Shop Around the Corner
Black Friday—
It’s time to turn around the definition of Black Friday; it no longer works as it did for shopping.
I say this as a former store-owner, although mine was not a big-box and therefor never a magnet for traditional holiday madness. As our economy shifts with new values (Pluto in Capricorn), the over-the-top spending for holidays also changes.
Many people still have the hunger for “stuff” with its cachet of owning new toys, fostered by advertising and the internet. Yet “stuff” does not = love.
As fiercely as people jockey for power and possessions, so too their blind drive for immortality. Through my years of caretaking my father as he deteriorated, it became crystal clear that “you can’t take it with you”. Not only that, but because a long slide into death can be incredibly expensive, don’t assume that your heirs will see a dime.
How the Baby Boomers cope as they age is another topic (but still under the umbrella of Pluto in Capricorn).
It is important to put food on the table, provide shelter and care for your own, but excess is an addiction that separates. We all have a longing to belong.
The irony of the U.S. is that the conquerers sought to destroy the ways of the original tribal cultures. Yet at this juncture, in the 2nd millennium, the vibratory push is to collaborate and connect. The impulse to isolate and conquer is on its way out.
Even though it appears as though the separatists have won the U.S. election and Brexit, these grasps for the old way galvanize the need for real change. In the U.S., the great landscapes seduce and call to those who respond to her beauty.
The trend is now toward living close to cities as young people continue to migrate away from less populated areas. This is a more sustainable model, but leaves large tracks of land vulnerable to drills and fracking with less voices to object.
Every holiday season, we move past the throwaway economy. Gifts become less coveted and more practical. Those who mark the holidays might travel instead of shop or donate and volunteer rather than spend.
I know of at least one group that gathers to protest a Walmart on Black Friday. The Walmart economy has decimated more than one community. Walmart’s model was to come in, eradicate the mom & pop businesses, hire staff just shy of the hours required to guarantee healthcare and then accept food stamps from their staff who shop there. Walmart has profited from government subsidies through creative sucking of the system. (Do you sense that I feel strongly about this?)

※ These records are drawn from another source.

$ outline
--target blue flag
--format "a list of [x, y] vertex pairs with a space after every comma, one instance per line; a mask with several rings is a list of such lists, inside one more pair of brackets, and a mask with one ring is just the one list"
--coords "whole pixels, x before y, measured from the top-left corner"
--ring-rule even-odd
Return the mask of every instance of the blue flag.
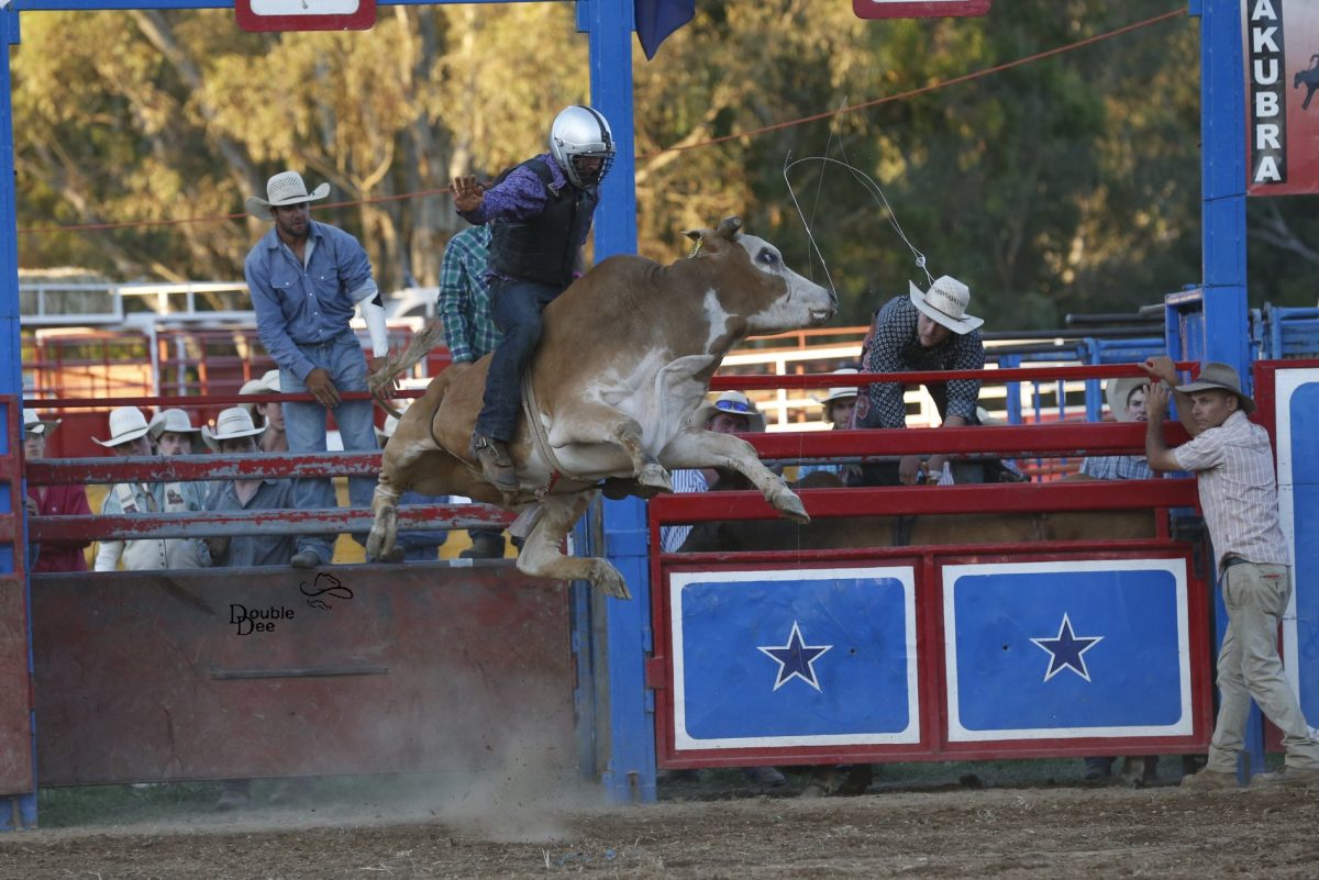
[[633, 0], [637, 40], [646, 53], [646, 61], [656, 57], [665, 37], [691, 21], [696, 14], [696, 0]]
[[1191, 732], [1182, 560], [944, 568], [954, 742]]
[[909, 566], [675, 573], [679, 748], [919, 742]]

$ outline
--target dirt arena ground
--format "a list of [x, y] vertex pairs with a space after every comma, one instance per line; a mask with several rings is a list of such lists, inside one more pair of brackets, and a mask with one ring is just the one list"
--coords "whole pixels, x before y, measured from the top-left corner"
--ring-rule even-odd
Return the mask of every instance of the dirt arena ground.
[[859, 797], [820, 800], [790, 797], [791, 785], [776, 794], [669, 786], [660, 804], [623, 808], [563, 786], [554, 796], [467, 786], [427, 798], [394, 781], [232, 813], [210, 809], [212, 790], [160, 786], [183, 793], [152, 794], [157, 806], [175, 798], [156, 818], [115, 806], [140, 792], [83, 805], [87, 815], [63, 796], [44, 817], [74, 825], [0, 835], [0, 877], [1319, 876], [1319, 790], [1000, 785], [966, 773], [962, 785], [913, 789], [885, 779]]

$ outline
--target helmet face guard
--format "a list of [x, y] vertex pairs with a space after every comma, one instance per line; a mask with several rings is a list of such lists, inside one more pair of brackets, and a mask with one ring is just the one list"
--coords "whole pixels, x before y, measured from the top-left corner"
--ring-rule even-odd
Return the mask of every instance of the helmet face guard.
[[550, 155], [572, 186], [584, 190], [600, 183], [613, 165], [615, 149], [609, 123], [595, 108], [574, 104], [554, 117]]

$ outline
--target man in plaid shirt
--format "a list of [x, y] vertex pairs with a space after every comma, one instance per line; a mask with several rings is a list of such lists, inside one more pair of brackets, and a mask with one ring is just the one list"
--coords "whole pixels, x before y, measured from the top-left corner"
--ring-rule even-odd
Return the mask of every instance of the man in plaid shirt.
[[[445, 246], [437, 308], [454, 364], [475, 364], [493, 352], [503, 336], [491, 316], [491, 291], [485, 285], [489, 246], [488, 224], [463, 229]], [[472, 528], [467, 534], [472, 545], [459, 553], [463, 559], [504, 557], [501, 530]]]
[[500, 329], [491, 317], [491, 291], [485, 286], [489, 225], [468, 227], [445, 248], [439, 267], [439, 319], [454, 364], [472, 364], [495, 350]]
[[[979, 370], [985, 365], [980, 337], [984, 320], [967, 314], [971, 290], [956, 278], [942, 275], [922, 292], [910, 285], [909, 296], [894, 296], [874, 314], [874, 324], [861, 345], [863, 373], [907, 373], [925, 370]], [[980, 382], [954, 379], [926, 386], [946, 427], [980, 424], [976, 399]], [[856, 399], [857, 428], [905, 428], [906, 406], [900, 382], [872, 385]], [[927, 473], [943, 470], [943, 454], [930, 456]], [[921, 456], [904, 456], [898, 462], [863, 465], [853, 485], [913, 485], [921, 473]], [[959, 474], [958, 482], [967, 482]], [[984, 482], [984, 477], [971, 480]]]

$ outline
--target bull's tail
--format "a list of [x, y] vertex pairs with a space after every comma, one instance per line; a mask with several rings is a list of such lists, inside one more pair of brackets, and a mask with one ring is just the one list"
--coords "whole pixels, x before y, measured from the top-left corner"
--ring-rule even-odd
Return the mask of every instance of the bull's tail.
[[[445, 328], [439, 321], [427, 324], [419, 333], [412, 337], [408, 348], [397, 354], [390, 354], [385, 365], [367, 378], [367, 387], [371, 389], [371, 393], [376, 394], [381, 389], [392, 389], [400, 375], [414, 368], [430, 353], [430, 349], [435, 348], [443, 333]], [[388, 403], [381, 402], [380, 406], [396, 419], [402, 418], [402, 412]]]

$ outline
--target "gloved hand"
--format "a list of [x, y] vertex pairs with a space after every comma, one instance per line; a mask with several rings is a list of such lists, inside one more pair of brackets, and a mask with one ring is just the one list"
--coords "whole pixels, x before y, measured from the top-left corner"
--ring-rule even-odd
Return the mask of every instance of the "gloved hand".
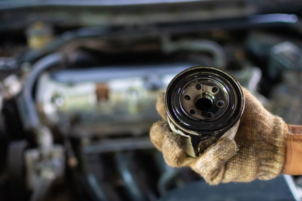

And yet, perhaps the ability for Walmart to decimate a rural or small town economy has been a continuation of the “manifest destiny” that prodded the early settlers to spread out to remote areas and obliterate native tribal life.
Centuries before, indigenous people thrived on the land because their existence was nomadic and/or cyclical. They did not “pull up their bootstraps” but benefited from one another to survive. In the 2nd millennium, the ideal is to celebrate the individual while working with a collaboration/cooperative.
Not everyone is on board to do this — it’s an organic process. Instead of scattering energy today, consider a restorative visit with loved ones.
Today’s void-of-course moon thwarts effective shopping anyway. As we go into the weekend, you might want to reflect on what the holiday season means to you, regardless of the annual hype.
I have read that some people plan to use this shopping season to boycott stores that sell Trump or Ivanka products– but since one of them is Amazon, time will tell how effective this is. Amazon is no Walmart, but it is a habit that would be hard for even a conscientious boycotter to break.